Friday 29 July 2016

Battling Ropes

                                                   
Description:

Targeted Muscle: “Shoulders”

Other Muscles: “Chest, Forearms”

Equipment used: “Ropes”

Level: “Beginner”

Force: “Push”


Workout Instructions:

1. Starting Position: For this exercise you will need a heavy rope anchored at its center 15-20 feet away. Standing in front of the rope, take an end in each hand with your arms extended at your side.

2. Move 1: Initiate the movement by rapidly raising one arm to shoulder level as quickly as you can.

3. Move 2: As you let that arm drop to the starting position, raise the opposite side.
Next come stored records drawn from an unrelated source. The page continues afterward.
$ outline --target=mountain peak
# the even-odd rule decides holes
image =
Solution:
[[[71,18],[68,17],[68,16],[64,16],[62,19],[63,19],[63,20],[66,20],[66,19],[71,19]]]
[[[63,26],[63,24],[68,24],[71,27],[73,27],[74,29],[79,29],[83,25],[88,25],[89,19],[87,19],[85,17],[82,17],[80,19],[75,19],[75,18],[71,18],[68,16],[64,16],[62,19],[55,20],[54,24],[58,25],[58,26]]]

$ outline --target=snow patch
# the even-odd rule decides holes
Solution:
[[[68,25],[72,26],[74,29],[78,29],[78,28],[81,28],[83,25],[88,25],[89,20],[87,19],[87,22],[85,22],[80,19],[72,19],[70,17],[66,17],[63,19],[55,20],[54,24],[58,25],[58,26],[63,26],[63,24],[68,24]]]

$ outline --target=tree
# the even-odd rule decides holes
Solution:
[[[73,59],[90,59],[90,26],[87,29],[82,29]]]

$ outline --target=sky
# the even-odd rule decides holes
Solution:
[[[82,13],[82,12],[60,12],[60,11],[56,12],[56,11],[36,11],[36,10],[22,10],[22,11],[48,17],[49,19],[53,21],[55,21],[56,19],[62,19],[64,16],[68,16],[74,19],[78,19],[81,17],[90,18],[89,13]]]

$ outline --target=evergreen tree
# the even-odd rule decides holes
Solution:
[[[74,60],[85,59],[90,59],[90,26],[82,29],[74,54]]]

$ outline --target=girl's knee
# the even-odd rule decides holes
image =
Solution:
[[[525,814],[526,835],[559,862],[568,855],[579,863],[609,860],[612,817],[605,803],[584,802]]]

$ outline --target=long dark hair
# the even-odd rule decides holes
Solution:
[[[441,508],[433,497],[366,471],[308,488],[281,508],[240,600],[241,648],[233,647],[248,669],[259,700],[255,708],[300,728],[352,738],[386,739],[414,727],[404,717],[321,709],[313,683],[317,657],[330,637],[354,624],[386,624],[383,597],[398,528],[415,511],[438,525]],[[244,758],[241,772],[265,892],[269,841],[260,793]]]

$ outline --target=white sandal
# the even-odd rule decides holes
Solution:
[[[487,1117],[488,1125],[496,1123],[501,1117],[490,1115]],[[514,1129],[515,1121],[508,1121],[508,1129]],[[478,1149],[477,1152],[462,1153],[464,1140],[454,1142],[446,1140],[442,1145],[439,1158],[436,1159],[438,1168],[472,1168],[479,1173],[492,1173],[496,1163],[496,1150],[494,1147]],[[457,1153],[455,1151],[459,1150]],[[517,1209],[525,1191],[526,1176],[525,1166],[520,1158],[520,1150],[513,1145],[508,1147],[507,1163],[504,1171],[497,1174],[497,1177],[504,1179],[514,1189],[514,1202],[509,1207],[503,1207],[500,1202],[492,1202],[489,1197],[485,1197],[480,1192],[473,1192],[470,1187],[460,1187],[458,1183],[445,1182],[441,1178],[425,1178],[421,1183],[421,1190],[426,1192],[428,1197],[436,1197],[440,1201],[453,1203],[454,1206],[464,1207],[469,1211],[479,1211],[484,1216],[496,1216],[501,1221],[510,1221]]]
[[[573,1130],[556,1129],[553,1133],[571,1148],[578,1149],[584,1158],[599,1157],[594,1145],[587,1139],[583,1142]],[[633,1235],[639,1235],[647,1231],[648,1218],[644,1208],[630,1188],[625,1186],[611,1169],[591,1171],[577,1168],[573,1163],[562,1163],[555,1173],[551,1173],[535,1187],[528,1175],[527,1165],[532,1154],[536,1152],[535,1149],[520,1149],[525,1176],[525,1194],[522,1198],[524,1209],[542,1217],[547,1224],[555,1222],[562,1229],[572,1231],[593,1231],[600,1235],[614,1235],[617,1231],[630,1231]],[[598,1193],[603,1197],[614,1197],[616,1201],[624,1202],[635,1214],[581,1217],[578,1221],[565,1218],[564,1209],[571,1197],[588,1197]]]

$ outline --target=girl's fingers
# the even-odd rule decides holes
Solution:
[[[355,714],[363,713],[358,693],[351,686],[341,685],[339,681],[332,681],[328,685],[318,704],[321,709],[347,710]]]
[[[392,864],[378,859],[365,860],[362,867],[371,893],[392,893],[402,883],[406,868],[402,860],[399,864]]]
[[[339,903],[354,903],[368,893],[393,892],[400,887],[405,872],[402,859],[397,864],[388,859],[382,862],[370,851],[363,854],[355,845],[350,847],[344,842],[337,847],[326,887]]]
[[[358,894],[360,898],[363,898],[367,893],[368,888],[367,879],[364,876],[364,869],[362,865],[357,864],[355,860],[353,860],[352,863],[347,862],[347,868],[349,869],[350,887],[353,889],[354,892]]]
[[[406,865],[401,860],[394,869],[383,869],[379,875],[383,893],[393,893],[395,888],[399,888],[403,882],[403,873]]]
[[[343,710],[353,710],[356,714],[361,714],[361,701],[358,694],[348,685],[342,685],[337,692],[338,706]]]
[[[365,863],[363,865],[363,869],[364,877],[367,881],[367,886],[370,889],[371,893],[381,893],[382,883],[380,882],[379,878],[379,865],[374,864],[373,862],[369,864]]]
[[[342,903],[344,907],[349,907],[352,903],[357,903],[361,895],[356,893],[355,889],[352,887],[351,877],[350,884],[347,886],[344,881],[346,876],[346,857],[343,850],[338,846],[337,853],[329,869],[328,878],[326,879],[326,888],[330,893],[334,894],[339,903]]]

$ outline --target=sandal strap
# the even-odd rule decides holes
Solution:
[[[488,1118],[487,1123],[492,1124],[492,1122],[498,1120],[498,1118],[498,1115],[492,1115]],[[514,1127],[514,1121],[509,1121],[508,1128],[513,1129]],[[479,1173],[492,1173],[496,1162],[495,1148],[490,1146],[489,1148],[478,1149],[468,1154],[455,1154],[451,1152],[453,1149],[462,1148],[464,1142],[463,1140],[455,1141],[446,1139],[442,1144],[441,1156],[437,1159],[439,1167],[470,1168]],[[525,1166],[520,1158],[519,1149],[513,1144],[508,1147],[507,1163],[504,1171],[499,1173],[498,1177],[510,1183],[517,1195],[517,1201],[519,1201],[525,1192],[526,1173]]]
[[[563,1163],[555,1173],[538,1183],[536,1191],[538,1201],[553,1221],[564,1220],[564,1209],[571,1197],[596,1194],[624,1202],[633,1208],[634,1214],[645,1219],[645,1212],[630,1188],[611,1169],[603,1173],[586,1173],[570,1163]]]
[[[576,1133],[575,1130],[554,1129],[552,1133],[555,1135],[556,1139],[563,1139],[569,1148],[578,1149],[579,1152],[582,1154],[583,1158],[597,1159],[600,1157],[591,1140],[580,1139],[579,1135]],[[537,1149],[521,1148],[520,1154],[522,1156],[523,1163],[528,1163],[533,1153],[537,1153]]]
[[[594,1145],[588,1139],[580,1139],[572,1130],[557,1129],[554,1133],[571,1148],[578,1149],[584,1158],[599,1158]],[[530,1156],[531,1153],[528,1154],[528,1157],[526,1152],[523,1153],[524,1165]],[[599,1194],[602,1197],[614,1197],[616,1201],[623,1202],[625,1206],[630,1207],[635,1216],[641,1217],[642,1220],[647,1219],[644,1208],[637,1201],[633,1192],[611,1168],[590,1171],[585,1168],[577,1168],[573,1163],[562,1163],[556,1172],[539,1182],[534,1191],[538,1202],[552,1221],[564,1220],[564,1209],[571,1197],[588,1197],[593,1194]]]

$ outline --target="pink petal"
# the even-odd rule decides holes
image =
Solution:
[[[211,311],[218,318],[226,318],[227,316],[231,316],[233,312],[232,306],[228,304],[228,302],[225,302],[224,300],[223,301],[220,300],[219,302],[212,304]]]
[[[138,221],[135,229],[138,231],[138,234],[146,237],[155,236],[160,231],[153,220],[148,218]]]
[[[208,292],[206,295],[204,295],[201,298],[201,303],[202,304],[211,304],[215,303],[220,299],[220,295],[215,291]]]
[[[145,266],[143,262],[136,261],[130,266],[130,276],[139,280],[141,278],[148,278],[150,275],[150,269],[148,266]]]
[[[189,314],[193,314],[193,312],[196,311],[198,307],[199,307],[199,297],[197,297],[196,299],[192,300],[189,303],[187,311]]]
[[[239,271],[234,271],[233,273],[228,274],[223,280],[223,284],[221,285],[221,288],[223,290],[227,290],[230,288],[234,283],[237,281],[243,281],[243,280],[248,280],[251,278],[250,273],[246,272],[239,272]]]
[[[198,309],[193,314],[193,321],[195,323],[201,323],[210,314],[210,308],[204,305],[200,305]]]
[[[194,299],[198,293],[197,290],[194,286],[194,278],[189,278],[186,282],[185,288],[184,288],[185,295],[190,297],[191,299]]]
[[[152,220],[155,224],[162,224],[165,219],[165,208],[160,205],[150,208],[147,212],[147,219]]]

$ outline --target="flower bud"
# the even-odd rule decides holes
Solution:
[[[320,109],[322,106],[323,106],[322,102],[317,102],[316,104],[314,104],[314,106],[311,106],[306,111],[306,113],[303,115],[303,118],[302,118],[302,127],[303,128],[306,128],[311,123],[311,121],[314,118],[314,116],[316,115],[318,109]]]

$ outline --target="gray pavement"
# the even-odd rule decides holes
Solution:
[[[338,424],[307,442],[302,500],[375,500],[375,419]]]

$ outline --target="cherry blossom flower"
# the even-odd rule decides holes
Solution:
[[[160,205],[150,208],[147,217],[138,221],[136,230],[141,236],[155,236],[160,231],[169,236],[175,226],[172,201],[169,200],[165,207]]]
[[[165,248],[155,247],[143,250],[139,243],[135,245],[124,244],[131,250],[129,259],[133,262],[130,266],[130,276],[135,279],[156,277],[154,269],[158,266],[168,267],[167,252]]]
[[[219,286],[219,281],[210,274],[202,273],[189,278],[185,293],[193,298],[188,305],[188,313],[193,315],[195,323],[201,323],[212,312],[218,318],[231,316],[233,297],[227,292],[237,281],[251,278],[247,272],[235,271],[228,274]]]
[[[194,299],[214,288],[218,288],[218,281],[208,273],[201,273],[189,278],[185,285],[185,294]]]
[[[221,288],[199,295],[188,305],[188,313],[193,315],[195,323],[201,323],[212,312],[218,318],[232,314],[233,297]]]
4. Continue alternating your left and right arms, whipping the ropes up and down as fast as you can.


Note: 

 The goal of this training session is General Physical Preparation and to increase your workout capacity. It can be done in various types of action. I have mentioned some of the types below they are,

1. Battle Ropes Double Waves – Both arms raising at a time.
2. Battle Ropes Alternating Waves – Both arms raising alternately as mentioned above.
3. Battle Ropes In & Out Waves – Both arms oppositely as up to down and vice versa.
4. Battle Ropes Side to Side Waves – Both arms moving together making waves of the rope in side motion.